Although many NFTs use Ethereum’s ERC-721 token standard, NFTs are also prevalent on several other networks, such as TRON (Blockchain Cuties), EOSIO (EOS Knights), and NEO (Blocklords). The many benefits of decentralized gameplay include:

  • Ownership: Traditional in-game purchases are one-time, non-transferrable investments that remain locked in a single gaming world. In contrast, using NFTs in gaming environments grants players ownership of their in-game assets instead of game developers. Through blockchain technology, gamers can save in-game purchases, sell them to other players, or move them into other supported games.

  • Provable Scarcity: Collectors value rarity and authenticity, and the scarcity of in-game NFT purchases is provable through the immutable records embedded in an NFT’s underlying blockchain network. This distributed public ledger validates the number and uniqueness of each NFT as well as its ownership history.

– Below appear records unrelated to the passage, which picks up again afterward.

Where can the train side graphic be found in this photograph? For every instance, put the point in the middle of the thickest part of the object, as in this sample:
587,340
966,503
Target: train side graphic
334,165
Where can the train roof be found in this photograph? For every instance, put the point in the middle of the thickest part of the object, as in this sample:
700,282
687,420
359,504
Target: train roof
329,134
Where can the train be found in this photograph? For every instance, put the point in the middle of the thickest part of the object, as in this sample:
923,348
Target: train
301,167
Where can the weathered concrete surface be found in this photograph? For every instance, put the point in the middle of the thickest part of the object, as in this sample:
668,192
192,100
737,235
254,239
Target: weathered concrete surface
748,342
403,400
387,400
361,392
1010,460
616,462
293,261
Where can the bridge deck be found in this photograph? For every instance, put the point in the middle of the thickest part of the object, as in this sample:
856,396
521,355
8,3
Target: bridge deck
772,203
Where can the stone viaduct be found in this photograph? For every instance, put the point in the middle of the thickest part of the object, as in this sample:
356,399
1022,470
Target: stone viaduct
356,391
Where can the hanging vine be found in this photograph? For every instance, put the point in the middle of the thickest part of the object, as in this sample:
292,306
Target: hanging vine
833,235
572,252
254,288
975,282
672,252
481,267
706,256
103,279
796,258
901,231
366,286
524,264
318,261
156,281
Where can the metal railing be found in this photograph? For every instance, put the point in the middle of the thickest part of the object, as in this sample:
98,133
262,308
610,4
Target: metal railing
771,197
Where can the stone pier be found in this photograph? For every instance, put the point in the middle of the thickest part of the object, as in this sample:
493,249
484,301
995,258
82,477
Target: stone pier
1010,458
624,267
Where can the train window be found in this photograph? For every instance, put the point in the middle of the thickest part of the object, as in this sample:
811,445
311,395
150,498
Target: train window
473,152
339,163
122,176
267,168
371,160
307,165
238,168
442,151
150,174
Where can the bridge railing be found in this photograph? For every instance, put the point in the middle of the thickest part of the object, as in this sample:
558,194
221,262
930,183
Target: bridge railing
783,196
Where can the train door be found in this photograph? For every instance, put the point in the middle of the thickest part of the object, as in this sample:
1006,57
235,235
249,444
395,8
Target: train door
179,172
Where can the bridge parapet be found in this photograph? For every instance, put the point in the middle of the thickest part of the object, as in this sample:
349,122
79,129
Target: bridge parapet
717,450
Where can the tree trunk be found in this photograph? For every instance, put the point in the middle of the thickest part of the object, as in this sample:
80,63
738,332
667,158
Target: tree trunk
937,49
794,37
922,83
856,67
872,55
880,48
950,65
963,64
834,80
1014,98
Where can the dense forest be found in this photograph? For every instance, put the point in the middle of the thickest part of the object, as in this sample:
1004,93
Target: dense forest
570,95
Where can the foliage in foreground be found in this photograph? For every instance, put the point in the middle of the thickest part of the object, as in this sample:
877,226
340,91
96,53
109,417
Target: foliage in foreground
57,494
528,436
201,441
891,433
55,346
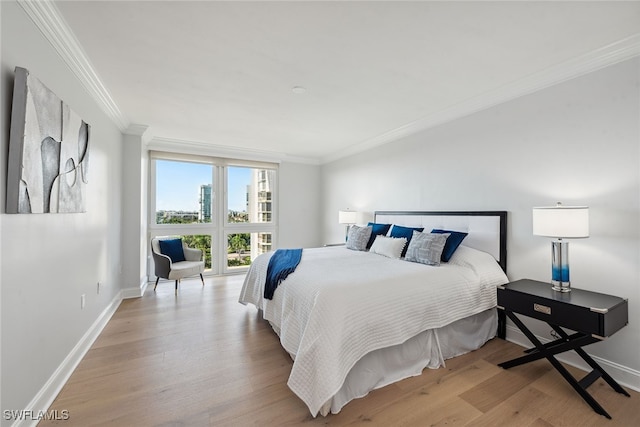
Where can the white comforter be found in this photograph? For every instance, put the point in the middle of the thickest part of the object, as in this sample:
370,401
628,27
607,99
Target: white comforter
341,304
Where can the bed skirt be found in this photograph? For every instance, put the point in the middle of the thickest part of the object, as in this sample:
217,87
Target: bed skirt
428,349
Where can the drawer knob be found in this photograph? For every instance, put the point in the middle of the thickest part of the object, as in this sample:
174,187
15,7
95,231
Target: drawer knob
542,308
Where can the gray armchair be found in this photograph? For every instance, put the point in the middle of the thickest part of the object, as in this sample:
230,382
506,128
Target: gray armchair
166,269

  • Interoperability: Traditional online games exist on centralized servers. As such, in-game assets exist within proprietary systems that don't communicate with others. In contrast, decentralized games exist on independent blockchains that act as the backend framework for other interconnected games. As a result, game assets represented by NFTs can be designed to be interoperable across different environments. For instance, two games built on the Ethereum network can feasibly support the same in-game assets like vehicles, armor, or even entire characters.

  • Immutability: When a traditional online game shuts down, users traditionally lose all of their in-game purchases. NFTs, however, exist independently of a specific gaming platform and live on the blockchain itself. As such, in-game purchases can be bought and sold regardless of what happens to the game, and new games can be designed to plug into an existing blockchain protocol. Furthermore, blockchain-enabled game assets cannot be duplicated or tampered with because of the permanent record each NFT generates upon issuance.

NFTs and the Future of the Blockchain Gaming Industry

Although the adoption of NFTs in the gaming world comes with benefits, it also presents significant obstacles to overcome. Most notably, NFTs need to be made more appealing and intuitive to mainstream consumers who might not be technically oriented. And because NFTs possess intrinsic value, there's a risk that some will be used predominantly as speculative assets. This potentiality could motivate players to purchase in-game assets with the hope of selling them for future profit instead of using the assets within the gaming ecosystem as intended.

Despite these challenges, the potential for profit within the gaming industry will motivate more non-blockchain-focused brands to experiment with NFTs, likely by forming partnerships with third-party blockchain projects that have the technical expertise needed to bring their vision to life. Simultaneously, the broader success of gaming dApps will likely play a role in further catalyzing NFT infrastructure improvements and drive the development of innovative solutions that unlock mainstream adoption.